I don't know if I've told you this before, but I hate air travel. I suspect I'm not alone in this. I love being there, its the flying there I do not like. Days before I am due to leave, I begin to obsess over the trip. I know, when you think about it rationally, even going as far as San Francisco from here basically only takes a day. What's a day in the big picture anyway. I am looking forward to seeing all the ex-squints in the Valley. I loved living there and look forward to being back. But, man, do I hate that cooped up, sardine packed, sharp-edged, lack-of-control, uncomfortable seats, plastic food, being touched by each person that walks past, waiting in line for the bathroom, waiting to get on, waiting to get off, waiting in passport control, waiting in security, taking off shoes, Oh yes and being touched.
I don't sleep well because if I'm not concentrating on keeping the plane flying, then who is? And its terribly exhausting having to keep the whole plane aloft for hour upon hour, just using your armrests.
Its really becoming worse and worse. Once, in a faraway country in a faraway time, I used to fly business class all the time. That was much better. Still airlines and flying and shit, but made tolerable. But now, its peasant class all the way (except for the last lovely holiday) and I'm without Blackwifeo, who loves traveling and airports and airplanes and hotels (all that shopping). She has a calming effect and is able to tell me to shut up and stop being miserable exactly when I need it.
In my continuing obsession to try cover every possible angle for my upcoming trip, I called US Airways yesterday evening. At some point I'm to fly from San Jose to Houston with these shelppers. I did not check the eticket closely enough and it appears the normal 3.5 hour flight by Continental takes US Air 5.5 hours (I get to visit Phoenix). When I logged on to their site, I found to my horror that I have a middle seat the whole way. Of course, there was no way to change this online (I hate the grayed out options in pulldown menus), so I called. Seems you have to pay for a aisle seat. They are all taken already, but if I log on 24 hours before the flight, I may be able to find one if say someone dies or gets leprosy or something. But it will cost. Each checked piece of luggage costs. A pillow costs.
Come on and invent those instantaneous transporters already, can't be that hard, they already had them in the first Star Trek!
A very long arm
20 hours ago
2 comments:
So, if the aisle seats cost extra, everyone will want the middle seats. Can I perhaps go for free if I sit in the middle with someone on my lap? If so, I already know who I'd take to make the flight most enjoyable! I'll even pay for the blanket. MHC, here I come! ;-)
I think that it's great when the guy who runs the company you work for has the guts to say that traveling frightens him. Peter, you were already human, but now you're larger than life.
I love flying. It has given me some of my most cathartic experiences. Let's face it, the one big mistake career mistake I made in my life was to listen to my father telling I would be bored being a pilot.

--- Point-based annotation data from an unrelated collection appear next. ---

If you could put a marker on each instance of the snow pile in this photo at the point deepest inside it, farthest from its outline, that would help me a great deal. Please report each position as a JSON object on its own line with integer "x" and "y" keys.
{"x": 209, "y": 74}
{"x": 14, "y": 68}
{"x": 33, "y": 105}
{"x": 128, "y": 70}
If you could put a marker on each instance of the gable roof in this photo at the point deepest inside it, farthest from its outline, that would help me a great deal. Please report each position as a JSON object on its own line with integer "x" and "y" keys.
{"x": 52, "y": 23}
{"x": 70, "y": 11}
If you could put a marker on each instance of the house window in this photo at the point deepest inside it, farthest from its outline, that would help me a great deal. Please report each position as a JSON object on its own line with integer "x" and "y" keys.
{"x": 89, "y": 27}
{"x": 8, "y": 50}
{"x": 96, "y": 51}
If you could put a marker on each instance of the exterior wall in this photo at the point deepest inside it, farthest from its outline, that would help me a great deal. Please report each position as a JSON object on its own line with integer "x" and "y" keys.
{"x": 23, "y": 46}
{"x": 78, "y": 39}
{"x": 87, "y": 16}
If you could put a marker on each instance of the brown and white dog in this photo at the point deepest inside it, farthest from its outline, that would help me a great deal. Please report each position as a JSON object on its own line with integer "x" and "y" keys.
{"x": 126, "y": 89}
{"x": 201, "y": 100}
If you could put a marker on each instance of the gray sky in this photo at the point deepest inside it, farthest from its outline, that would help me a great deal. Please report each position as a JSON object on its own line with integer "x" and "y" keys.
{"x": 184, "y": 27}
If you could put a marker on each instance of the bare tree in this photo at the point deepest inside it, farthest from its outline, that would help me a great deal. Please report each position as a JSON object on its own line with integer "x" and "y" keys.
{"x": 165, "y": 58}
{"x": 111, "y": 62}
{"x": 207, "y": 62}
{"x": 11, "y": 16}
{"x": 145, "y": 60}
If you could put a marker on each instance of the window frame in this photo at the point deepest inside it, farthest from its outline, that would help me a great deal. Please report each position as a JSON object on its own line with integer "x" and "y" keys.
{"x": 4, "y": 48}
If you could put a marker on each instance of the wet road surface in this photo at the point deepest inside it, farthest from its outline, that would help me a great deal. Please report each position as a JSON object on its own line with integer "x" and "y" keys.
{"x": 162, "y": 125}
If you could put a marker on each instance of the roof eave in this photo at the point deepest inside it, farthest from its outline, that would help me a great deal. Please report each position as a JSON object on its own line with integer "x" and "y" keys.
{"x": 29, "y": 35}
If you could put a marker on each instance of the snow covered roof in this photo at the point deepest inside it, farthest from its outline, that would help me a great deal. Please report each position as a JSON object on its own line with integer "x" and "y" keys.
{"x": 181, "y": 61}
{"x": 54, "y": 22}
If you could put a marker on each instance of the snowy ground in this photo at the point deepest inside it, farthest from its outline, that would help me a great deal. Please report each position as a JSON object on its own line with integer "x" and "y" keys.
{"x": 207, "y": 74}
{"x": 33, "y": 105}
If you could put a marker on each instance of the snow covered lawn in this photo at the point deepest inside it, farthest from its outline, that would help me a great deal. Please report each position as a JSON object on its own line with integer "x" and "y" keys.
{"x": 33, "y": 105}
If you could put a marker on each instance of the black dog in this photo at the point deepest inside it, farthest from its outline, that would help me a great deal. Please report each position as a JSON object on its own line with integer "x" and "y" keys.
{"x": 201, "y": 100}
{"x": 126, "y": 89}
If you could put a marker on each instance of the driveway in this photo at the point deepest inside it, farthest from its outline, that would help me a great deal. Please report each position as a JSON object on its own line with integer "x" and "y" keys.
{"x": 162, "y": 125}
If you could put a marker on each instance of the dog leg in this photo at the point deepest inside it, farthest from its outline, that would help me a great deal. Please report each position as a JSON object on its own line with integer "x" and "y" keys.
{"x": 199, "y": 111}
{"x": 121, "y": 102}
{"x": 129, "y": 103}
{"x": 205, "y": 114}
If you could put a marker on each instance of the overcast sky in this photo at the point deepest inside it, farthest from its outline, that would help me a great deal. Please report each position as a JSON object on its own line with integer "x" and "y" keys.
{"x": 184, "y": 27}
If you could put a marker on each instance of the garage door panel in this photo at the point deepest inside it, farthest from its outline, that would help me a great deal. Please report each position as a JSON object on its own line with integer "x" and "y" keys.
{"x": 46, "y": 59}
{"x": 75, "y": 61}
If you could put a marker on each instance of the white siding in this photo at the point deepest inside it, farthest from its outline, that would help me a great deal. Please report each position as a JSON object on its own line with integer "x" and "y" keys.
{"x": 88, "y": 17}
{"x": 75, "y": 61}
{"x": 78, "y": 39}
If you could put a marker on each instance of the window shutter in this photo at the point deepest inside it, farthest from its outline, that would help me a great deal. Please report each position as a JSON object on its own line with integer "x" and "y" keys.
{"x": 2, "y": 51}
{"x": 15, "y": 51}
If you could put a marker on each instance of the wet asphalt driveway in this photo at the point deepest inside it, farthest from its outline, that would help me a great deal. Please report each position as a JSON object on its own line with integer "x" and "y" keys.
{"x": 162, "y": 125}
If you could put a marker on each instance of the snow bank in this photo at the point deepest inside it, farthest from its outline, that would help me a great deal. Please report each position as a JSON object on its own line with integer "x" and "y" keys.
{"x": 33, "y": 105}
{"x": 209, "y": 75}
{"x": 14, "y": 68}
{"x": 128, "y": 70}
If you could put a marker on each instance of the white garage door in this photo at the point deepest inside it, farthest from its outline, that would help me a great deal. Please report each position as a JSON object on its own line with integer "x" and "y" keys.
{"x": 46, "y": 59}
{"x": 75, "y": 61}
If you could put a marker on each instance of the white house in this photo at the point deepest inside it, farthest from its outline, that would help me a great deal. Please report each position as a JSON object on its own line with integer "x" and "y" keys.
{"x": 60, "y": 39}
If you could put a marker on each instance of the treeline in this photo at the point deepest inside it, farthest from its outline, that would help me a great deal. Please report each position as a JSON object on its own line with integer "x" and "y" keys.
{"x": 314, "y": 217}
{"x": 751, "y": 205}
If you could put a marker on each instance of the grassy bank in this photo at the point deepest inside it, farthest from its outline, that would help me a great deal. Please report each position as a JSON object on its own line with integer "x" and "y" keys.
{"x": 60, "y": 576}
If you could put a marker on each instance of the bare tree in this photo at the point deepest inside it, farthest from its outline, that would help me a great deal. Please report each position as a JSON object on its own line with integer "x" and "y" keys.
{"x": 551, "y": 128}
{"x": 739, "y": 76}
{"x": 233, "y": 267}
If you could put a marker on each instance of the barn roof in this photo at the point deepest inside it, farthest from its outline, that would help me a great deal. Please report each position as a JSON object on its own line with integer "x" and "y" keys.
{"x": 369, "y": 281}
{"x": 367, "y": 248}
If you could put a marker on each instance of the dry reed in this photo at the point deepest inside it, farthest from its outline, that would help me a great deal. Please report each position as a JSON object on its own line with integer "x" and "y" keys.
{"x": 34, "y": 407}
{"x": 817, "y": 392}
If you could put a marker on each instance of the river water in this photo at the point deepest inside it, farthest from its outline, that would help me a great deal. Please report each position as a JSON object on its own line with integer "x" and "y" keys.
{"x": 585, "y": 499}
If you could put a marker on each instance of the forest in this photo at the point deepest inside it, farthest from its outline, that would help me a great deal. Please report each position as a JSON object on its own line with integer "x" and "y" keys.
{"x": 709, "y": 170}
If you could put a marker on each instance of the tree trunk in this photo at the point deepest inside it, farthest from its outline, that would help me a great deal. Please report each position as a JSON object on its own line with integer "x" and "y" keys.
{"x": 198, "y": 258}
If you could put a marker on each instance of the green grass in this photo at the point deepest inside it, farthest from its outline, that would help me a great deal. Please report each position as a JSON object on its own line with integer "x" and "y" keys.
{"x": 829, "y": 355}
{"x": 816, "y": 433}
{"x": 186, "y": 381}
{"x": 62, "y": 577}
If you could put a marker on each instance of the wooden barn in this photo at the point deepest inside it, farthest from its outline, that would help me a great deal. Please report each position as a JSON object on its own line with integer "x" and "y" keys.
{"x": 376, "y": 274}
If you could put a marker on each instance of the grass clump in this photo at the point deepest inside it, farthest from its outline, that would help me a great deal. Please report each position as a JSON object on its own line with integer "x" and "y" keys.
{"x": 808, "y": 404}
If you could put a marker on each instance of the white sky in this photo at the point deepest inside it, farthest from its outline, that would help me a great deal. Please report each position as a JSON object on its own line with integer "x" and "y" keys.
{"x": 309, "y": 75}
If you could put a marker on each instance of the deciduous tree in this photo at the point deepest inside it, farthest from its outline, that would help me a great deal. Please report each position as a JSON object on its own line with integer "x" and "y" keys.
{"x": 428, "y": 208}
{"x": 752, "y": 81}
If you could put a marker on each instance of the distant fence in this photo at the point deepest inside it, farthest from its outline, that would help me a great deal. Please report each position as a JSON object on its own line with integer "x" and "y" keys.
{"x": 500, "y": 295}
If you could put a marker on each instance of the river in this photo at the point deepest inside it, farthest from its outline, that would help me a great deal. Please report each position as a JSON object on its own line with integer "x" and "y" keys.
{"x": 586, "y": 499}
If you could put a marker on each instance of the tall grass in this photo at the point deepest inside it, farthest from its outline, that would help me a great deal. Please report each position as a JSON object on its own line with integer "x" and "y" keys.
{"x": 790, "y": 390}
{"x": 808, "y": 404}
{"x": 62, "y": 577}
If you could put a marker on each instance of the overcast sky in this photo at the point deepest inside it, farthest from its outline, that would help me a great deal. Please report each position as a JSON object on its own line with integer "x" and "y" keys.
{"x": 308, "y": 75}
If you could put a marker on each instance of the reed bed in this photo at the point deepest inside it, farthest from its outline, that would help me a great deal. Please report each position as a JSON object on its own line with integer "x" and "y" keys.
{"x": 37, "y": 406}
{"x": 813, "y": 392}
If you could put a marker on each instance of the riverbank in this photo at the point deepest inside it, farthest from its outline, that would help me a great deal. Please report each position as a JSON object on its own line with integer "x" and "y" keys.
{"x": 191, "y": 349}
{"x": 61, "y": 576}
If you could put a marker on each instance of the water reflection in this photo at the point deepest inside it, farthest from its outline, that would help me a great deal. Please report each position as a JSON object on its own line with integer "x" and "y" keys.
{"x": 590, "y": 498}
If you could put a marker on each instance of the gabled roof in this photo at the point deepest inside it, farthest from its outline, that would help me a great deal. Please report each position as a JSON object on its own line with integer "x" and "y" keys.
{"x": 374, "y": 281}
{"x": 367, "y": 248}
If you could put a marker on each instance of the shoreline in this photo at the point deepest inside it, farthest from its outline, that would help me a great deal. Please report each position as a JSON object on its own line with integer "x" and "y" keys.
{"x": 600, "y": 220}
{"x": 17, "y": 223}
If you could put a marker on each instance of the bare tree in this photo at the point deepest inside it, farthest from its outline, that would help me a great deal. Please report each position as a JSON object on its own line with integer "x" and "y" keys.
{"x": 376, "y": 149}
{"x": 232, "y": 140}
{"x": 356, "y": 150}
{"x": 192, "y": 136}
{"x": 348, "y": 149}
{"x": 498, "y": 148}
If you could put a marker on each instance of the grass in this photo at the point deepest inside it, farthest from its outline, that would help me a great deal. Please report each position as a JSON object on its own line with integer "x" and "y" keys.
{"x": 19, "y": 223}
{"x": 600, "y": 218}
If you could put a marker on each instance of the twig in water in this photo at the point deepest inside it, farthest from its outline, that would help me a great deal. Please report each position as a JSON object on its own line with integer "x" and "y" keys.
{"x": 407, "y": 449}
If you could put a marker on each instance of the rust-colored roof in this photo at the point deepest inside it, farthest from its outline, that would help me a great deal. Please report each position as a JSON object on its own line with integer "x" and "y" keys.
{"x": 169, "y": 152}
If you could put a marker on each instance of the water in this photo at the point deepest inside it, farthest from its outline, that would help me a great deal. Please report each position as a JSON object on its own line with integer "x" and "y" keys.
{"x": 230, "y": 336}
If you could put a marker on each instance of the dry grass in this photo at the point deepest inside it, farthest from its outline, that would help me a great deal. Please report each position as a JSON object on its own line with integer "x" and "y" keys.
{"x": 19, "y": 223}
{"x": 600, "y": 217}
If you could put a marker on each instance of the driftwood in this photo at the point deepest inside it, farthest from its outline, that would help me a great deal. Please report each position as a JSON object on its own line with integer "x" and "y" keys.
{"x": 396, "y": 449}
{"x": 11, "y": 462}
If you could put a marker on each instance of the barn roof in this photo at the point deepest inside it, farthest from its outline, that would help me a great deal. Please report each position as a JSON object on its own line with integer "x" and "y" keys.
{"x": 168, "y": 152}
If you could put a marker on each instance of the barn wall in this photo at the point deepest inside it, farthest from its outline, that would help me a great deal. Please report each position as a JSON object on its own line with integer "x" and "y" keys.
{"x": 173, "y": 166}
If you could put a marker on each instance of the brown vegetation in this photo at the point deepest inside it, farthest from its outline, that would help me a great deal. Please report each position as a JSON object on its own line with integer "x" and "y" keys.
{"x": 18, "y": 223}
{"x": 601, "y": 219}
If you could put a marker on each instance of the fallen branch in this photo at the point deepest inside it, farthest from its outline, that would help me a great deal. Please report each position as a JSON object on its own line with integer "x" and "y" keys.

What I hate about flying is being cramped in with all those people. I've suffered for over a decade with pretty bad anxiety and panic attacks. And while I loved flying, the whole business of being trapped with all those people would make my pulse race faster. So here is the trick that helped me. Go to your local doctor and get a prescription for some nice anti-anxiety tablets. I avoid medication like the plague, but when it comes to being a sardine, I decided that it was better to go out stoned rather than anxious. Which is why I would also enjoy a few glasses of red wine while waiting in the bar before the flight and I would invariably get two of those half-bottles of red wine during the in flight service. There is nothing like it: anxiety, red-wine, anti-anxiety tablet and rarified air. You'll end up loving everyone around you, including the Jews standing at the back of the plane banging against the overhead locker that little piece of wood they wear on their forehead for praying.
Most of all, have a safe flight and hopefully you will have finished your history of the world audiobook on your return.